Hi fellow midi manipulators!

Once a year I *usually* do a Star Wars mockup to compare with previous years. It's fun to look back and see where I may have (or not) progressed. This year however, for various reasons , I decided I needed a break from Star Wars, and decided to go with one of my other favourite influences!

The purpose for doing this is solely for my own learning, but I thought it might be fun to share a little along the way. I'm mainly trying to improve mixing, balance and midi wizardry techniques throughout the process. Rather than trying to emulate the actual soundtrack mix, I'm just aiming for a pleasing mix using the samples I have. I plan to do a video walkthrough when I eventually finish. This is still very much a work in progress, but feel free to share any thoughts/criticism!

Things I've learned already so far:

John Powell's orchestration is lean but mean! I naturally over-orchestrate :(
Mocking up those "in between" articulations is not fun. Not quite a short, not quite a long. The area in the middle there is hugely used with so much variation, our default articulations just don't cut it.
It's so easy to use excessively high mod wheel data, keep it under control, Blakus!
to be continued...
Note: I'm leaving most percussion and other misc elements out for now.

DL Link: https://www.dropbox.com/s/jmsy6yh1rez6c8y/HTTYD_Blakus6.mp3?dl=0


----------



## Saxer (Nov 5, 2017)

Sounds really great! Looking forward to your video walkthrough!


----------



## Killiard (Nov 5, 2017)

Brilliant!!


----------



## Kony (Nov 5, 2017)

Great mock-up! Looking forward to the video walkthrough


----------



## wpc982 (Nov 5, 2017)

Sounds very good.


----------



## Nils Neumann (Nov 5, 2017)

Great mockup! What libraries did you use? The brass is pretty damn close


----------



## babylonwaves (Nov 5, 2017)

@Blakus sounds really good! note that the middle part has a lot more shuffle in the original version.


----------



## jonathanparham (Nov 5, 2017)

@Blakus wonderful. it worked, my daughter asked if School of Dragons was on TV lol


----------



## novaburst (Nov 5, 2017)

Killiard said:


> Brilliant!!


+1 cant wait for the completion and vid.


----------



## Symfoniq (Nov 5, 2017)

Fantastic!


----------



## Blakus (Nov 5, 2017)

Thanks all!


babylonwaves said:


> @Blakus sounds really good! note that the middle part has a lot more shuffle in the original version.
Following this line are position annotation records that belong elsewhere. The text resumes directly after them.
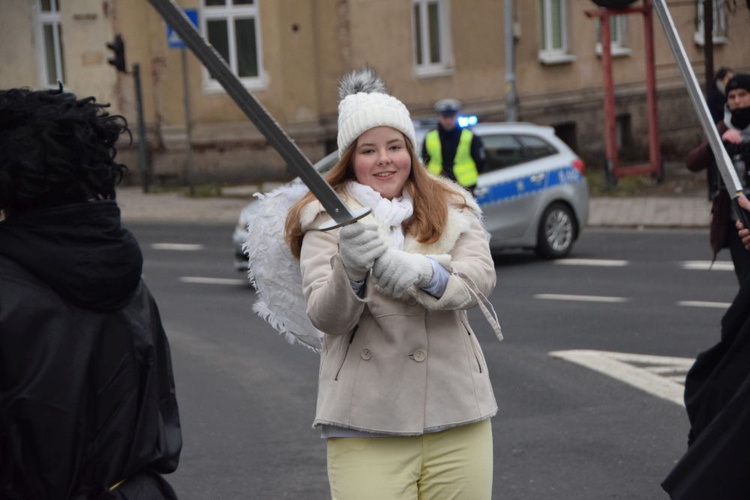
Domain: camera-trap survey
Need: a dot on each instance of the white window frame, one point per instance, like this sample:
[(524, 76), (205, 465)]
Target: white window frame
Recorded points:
[(547, 53), (720, 23), (231, 13), (444, 64), (43, 19), (618, 33)]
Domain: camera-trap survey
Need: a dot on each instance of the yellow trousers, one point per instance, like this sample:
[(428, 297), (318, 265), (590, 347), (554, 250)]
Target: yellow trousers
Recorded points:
[(455, 464)]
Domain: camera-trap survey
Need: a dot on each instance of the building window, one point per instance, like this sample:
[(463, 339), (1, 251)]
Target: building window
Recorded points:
[(432, 42), (232, 28), (52, 62), (618, 34), (553, 32), (719, 23)]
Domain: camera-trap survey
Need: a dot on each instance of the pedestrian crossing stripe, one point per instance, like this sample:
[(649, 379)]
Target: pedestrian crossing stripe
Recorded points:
[(661, 376)]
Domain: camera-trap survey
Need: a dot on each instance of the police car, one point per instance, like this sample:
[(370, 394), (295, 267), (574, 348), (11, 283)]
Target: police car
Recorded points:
[(532, 191)]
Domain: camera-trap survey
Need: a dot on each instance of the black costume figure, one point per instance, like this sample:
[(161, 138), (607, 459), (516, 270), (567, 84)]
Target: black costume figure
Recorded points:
[(87, 396)]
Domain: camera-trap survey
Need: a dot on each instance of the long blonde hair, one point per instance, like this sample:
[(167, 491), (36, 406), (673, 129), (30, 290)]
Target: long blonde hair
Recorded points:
[(431, 198)]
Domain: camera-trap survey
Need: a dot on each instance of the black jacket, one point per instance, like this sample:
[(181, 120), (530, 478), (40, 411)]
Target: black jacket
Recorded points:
[(717, 399), (87, 395)]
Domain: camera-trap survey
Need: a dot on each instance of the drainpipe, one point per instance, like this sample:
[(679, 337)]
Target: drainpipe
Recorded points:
[(511, 109)]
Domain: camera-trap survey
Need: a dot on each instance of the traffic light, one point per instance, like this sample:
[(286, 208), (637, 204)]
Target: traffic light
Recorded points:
[(118, 59)]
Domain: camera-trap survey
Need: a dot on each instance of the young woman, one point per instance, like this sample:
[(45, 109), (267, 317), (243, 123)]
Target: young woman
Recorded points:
[(404, 397)]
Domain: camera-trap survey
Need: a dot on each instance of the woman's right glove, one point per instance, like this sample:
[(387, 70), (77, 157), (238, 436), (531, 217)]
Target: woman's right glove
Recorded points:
[(397, 270), (359, 246)]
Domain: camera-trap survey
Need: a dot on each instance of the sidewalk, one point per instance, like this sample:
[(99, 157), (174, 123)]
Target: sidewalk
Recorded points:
[(645, 212)]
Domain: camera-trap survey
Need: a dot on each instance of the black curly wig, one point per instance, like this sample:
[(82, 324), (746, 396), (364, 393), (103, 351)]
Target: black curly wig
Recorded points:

Great point! I tend to fixate on balance and tone and totally missed this  Thanks


----------



## wbacer (Nov 6, 2017)

Great work @Blakus. If anyone else is interested in transcribing "Dragon Racing", you can download a free PDF copy of the full score at https://www.reddit.com/r/CinemaScores/new/?count=75&after=t3_6pof3c


----------



## fixxer49 (Nov 6, 2017)

Kony said:


> Great mock-up! Looking forward to the video walkthrough


agreed! +1


----------



## South Thames (Nov 6, 2017)

This is really awesome -- the brass sound amazing, and the woodwind are also really convincing in the kind of passage where they often aren't in mockups. Great work! Would love to know what libraries you used.


----------



## handz (Nov 7, 2017)

Sounds really amazing, this is enough for me


----------



## Kony (Apr 29, 2018)

Blakus said:


> I plan to do a video walkthrough when I eventually finish.


Bump


----------



## KEM (Apr 29, 2018)

You’re a beast, Blakus!! Been watching you since your Hobbit trailer breakdown years ago, I’m definitely looking forward to the video walkthrough for this!


----------



## Jetzer (Apr 29, 2018)

Sounds really good!


----------



## Divico (Apr 29, 2018)

Amazing! Really interested in the walkthrough


----------



## Mayur Hegde (May 4, 2018)

Nice..I am at the very beginner stages of mockup right now. Still getting a hang of how things work in mockup. This sounds great. Inspiring.


----------



## desert (May 5, 2018)

<3


----------